En attendant que les étudiants lui remettent les résultats de leurs travaux sur les prélèvements fournis par Helen Kawabata, Pierre recensa toutes les cytosines du segment d’ADN de Molly contenant le code du neurotransmetteur associé à la télépathie. Puis il traita les nombres de long en large à la recherche de séquences significatives. Il voulait percer le code hypothétique représenté par la méthylation des cytosines, et il ne voyait pas quelle séquence, pour ce travail, pourrait être plus intéressante que celle du chromosome 13 de Molly.

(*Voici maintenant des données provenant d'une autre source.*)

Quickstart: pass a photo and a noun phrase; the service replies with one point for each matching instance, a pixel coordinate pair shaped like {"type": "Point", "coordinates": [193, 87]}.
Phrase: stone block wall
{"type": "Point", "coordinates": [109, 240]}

Finalement, il obtint un résultat.
C’était totalement incroyable. Mais s’il pouvait le vérifier, le prouver empiriquement…
Cela changerait tout.
D’après le modèle qu’il venait d’obtenir, les états de méthylation des cytosines pouvaient fournir une somme de contrôle, c’est-à-dire un test mathématique indiquant si une séquence d’ADN avait été correctement copiée. Dans certaines parties du brin d’ADN, il y avait une tolérance aux erreurs (qui, de toute manière, avaient tendance à corrompre l’ADN et à le rendre inutilisable), mais il n’y en avait aucune dans d’autres parties, notamment dans celle qui contenait la mutation liée à la télépathie. Là, une sorte de mécanisme de correction enzymatique intervenait dès le début de la copie, et aucune erreur n’était permise. La somme de contrôle de la méthylation des cytosines jouait pratiquement le rôle de gardien. Le code synthétisant le neurotransmetteur spécial était bien là, mais sous forme désactivée, et presque toutes les tentatives pour le réactiver étaient neutralisées la première fois que l’ADN était copié.